Another way to break ties is to compute a hash of the coordinates, and use that to adjust the heuristic. This breaks more ties than adjusting h as above. Thanks to Cris Fuhrman for suggesting this.

A different way to break ties is to prefer paths that are along the straight line from the starting point to the goal:

dx1 = current.x - goal.x
dy1 = current.y - goal.y
dx2 = start.x - goal.x
dy2 = start.y - goal.y
cross = abs(dx1*dy2 - dx2*dy1)
heuristic += cross*0.001

This code computes the vector cross-product between the start to goal vector and the current point to goal vector. When these vectors don't line up, the cross product will be larger. The result is that this code will give some slight preference to a path that lies along the straight line path from the start to the goal.
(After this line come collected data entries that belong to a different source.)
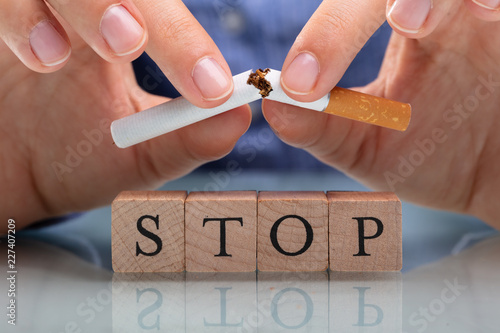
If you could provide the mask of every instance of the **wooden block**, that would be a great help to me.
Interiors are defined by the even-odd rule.
[[[398,271],[401,202],[389,192],[328,192],[330,270]]]
[[[184,270],[184,191],[125,191],[112,204],[115,272]]]
[[[328,268],[328,202],[323,192],[260,192],[260,271]]]
[[[256,268],[257,193],[193,192],[186,200],[186,270]]]

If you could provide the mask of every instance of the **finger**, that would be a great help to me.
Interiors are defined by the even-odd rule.
[[[459,10],[457,0],[389,0],[387,22],[394,31],[408,38],[423,38],[432,33],[446,16]]]
[[[71,46],[63,27],[43,1],[1,0],[0,37],[31,70],[63,67]]]
[[[177,90],[198,107],[233,91],[231,71],[210,36],[180,0],[136,0],[150,27],[147,52]]]
[[[250,126],[248,105],[219,114],[136,146],[154,184],[182,176],[227,155]]]
[[[498,0],[465,0],[465,5],[482,20],[500,21],[500,1]]]
[[[323,1],[283,64],[287,95],[301,102],[326,95],[385,21],[385,5],[385,0]]]
[[[107,61],[130,62],[146,48],[146,24],[132,0],[47,2]]]
[[[344,172],[355,163],[371,126],[271,100],[263,101],[262,111],[283,142]]]

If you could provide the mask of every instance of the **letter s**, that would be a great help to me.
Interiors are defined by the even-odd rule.
[[[153,217],[151,215],[144,215],[144,216],[141,216],[138,220],[137,220],[137,230],[144,236],[146,236],[147,238],[151,239],[153,242],[156,243],[156,250],[154,250],[153,252],[144,252],[141,247],[139,246],[139,242],[136,242],[135,246],[136,246],[136,252],[135,252],[135,255],[138,256],[139,254],[143,254],[145,256],[148,256],[148,257],[152,257],[152,256],[155,256],[157,255],[158,253],[161,252],[161,249],[163,247],[163,243],[161,241],[161,238],[158,237],[158,235],[152,233],[151,231],[149,230],[146,230],[146,228],[144,228],[144,226],[142,225],[142,221],[144,221],[145,219],[150,219],[150,220],[153,220],[155,222],[155,225],[156,225],[156,229],[160,229],[160,217],[158,215],[156,215],[156,217]]]

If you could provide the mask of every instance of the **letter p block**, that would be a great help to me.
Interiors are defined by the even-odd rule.
[[[390,192],[328,192],[330,270],[399,271],[401,202]]]

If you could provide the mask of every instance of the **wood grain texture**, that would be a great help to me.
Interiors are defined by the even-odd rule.
[[[111,225],[115,272],[184,270],[186,196],[184,191],[125,191],[116,197]],[[145,231],[139,231],[138,221]],[[147,232],[156,237],[146,236]],[[161,241],[161,248],[155,240]],[[155,252],[151,256],[143,254]]]
[[[325,193],[260,192],[258,202],[257,266],[260,271],[328,268]]]
[[[225,230],[220,219],[227,219]],[[255,271],[256,223],[255,191],[190,193],[186,200],[186,270]]]
[[[401,270],[401,202],[394,193],[328,192],[327,198],[330,270]]]

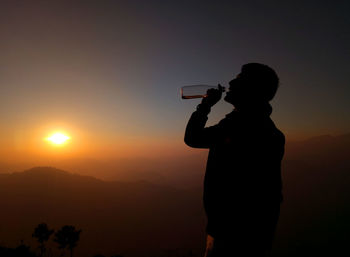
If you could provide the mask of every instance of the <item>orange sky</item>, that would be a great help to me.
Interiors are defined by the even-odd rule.
[[[53,132],[70,137],[63,145],[45,140]],[[52,123],[3,131],[1,161],[27,161],[67,158],[116,159],[125,157],[164,157],[186,153],[182,138],[156,138],[123,133],[98,133],[71,124]]]

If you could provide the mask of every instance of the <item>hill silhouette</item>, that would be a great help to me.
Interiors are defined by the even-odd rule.
[[[96,253],[149,256],[198,250],[204,227],[201,193],[148,182],[105,182],[52,167],[1,174],[0,238],[32,242],[36,224],[74,224],[83,229],[76,256]],[[35,245],[32,242],[32,245]]]
[[[201,186],[207,153],[202,151],[169,158],[120,158],[96,160],[73,158],[22,163],[1,163],[0,174],[21,172],[38,166],[51,166],[83,176],[93,176],[108,181],[149,181],[155,184],[191,188]]]

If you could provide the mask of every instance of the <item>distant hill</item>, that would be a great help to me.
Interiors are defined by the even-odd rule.
[[[52,167],[0,175],[0,239],[31,242],[46,222],[83,230],[76,256],[161,252],[203,244],[200,190],[180,191],[148,182],[105,182]],[[147,255],[149,256],[149,255]]]
[[[0,174],[20,172],[34,166],[52,166],[102,180],[144,180],[185,189],[202,185],[207,154],[207,151],[201,150],[182,157],[158,159],[130,157],[104,161],[74,158],[50,162],[0,163]]]

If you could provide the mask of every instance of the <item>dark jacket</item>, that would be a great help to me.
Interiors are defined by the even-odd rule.
[[[218,124],[205,127],[209,111],[200,105],[192,114],[185,143],[209,148],[203,200],[207,233],[215,237],[253,224],[252,220],[256,227],[276,216],[274,210],[279,213],[285,137],[270,118],[269,104],[246,112],[234,110]]]

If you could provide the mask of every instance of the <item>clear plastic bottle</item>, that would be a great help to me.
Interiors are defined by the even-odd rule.
[[[212,85],[190,85],[181,88],[182,99],[194,99],[203,98],[207,96],[207,91],[211,88],[219,89],[218,86]],[[225,88],[222,87],[222,92],[225,92]]]

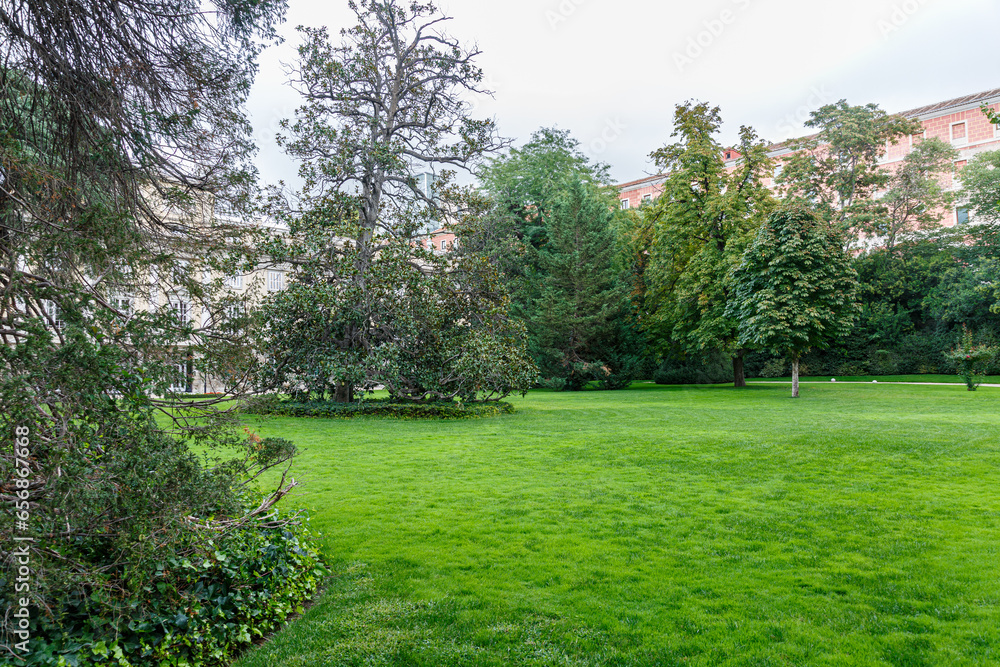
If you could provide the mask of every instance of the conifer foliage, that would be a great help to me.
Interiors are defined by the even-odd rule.
[[[625,312],[611,221],[608,198],[574,180],[555,199],[546,243],[536,251],[530,331],[543,377],[560,388],[580,389],[621,370],[601,358]]]

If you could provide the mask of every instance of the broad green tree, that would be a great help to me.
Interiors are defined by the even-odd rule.
[[[850,332],[857,274],[835,226],[801,205],[771,214],[733,271],[729,316],[739,342],[792,362],[799,396],[799,359]]]
[[[766,144],[742,127],[741,157],[728,169],[716,138],[721,124],[718,107],[678,105],[677,141],[653,153],[668,176],[645,212],[652,220],[645,326],[663,351],[676,345],[687,353],[724,352],[733,360],[735,386],[743,387],[745,350],[727,315],[729,276],[775,203],[762,184],[771,167]]]
[[[1000,222],[1000,151],[979,153],[962,169],[962,197],[981,222]]]
[[[808,203],[849,238],[872,233],[880,224],[876,195],[890,180],[879,159],[890,144],[921,132],[920,122],[840,100],[812,112],[805,125],[816,133],[788,143],[794,152],[777,178],[784,196]]]
[[[915,145],[892,170],[887,190],[875,202],[874,217],[867,225],[890,252],[900,237],[940,226],[955,201],[942,177],[954,168],[957,157],[958,151],[934,137]]]
[[[415,379],[436,372],[421,360],[433,364],[437,357],[412,350],[385,355],[412,341],[418,335],[412,327],[420,322],[432,328],[419,335],[433,337],[457,333],[462,322],[472,326],[487,311],[500,316],[496,299],[505,297],[480,289],[481,282],[453,281],[453,296],[445,296],[445,275],[457,279],[462,269],[424,247],[418,233],[443,224],[441,194],[454,191],[448,187],[453,170],[471,169],[505,145],[492,120],[469,115],[463,97],[488,92],[475,65],[479,52],[445,32],[449,18],[433,4],[357,0],[350,7],[357,23],[342,30],[339,40],[331,40],[325,28],[301,29],[292,79],[306,104],[284,122],[280,142],[299,160],[303,186],[291,197],[272,191],[270,211],[289,233],[263,248],[272,261],[292,265],[297,277],[292,294],[271,300],[275,317],[265,340],[278,344],[269,345],[258,377],[292,382],[293,389],[332,385],[342,402],[354,400],[356,389],[378,384],[399,397],[464,395],[458,382]],[[417,177],[427,173],[438,175],[438,194],[420,187]],[[439,303],[428,302],[430,295],[441,299],[443,310],[435,313],[450,313],[450,324],[427,311],[419,316],[418,305]],[[495,300],[484,300],[486,295]],[[461,303],[466,309],[456,311]],[[281,344],[277,325],[300,312],[318,328],[301,332],[301,349]],[[461,356],[429,341],[425,349],[452,360]],[[316,355],[312,367],[310,355]],[[402,375],[390,383],[388,368]],[[306,381],[310,374],[316,377]]]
When there are no obstacles, A* not only explores less of the map, the path looks very nice as well:


Tie-breaking cross-product added to heuristic, produces pretty paths.

However, because this tie-breaker prefers paths along the straight line from the starting point to the goal, weird things happen when going around obstacles (note that the path is still optimal; it just looks strange):


Tie-breaking cross-product added to heuristic, less pretty with obstacles.

To interactively explore the improvement from this tie breaker, see James Macgill's A* applet [if that link does not work, try this mirror]. Use "Clear" to clear the map, and choose two points on opposite corners of the map. When you use the "Classic A*" method, you will see the effect of ties. When you use the "Fudge" method, you will see the effect of the above cross product added to the heuristic.

Yet another way to break ties is to carefully construct your A* priority queue so that new insertions with a specific f value are always ranked better (lower) than old insertions with the same f value.

You may also want to read about the AlphA* algorithm, which has a more sophisticated way to break ties, yet still maintain bounds on the optimality of the resulting path. AlphA* is adaptive and is likely to perform better than either of the two tie-breakers I described above. However, the tie-breakers I described are extremely easy to implement, so start with them first, and try AlphA* if you need something better.

Searching for an area

If you want to search for any spot near some goal, instead of one particular space, you could construct a heuristic h'(x) that is the minimum of h1(x), h2(x), h3(x), ... where h1, h2, h3 are heuristics to each of the nearby spots. However, a faster way is to just let A* search for the center of the goal area. Once you pull any nearby space from the OPEN set, you can stop and construct a path.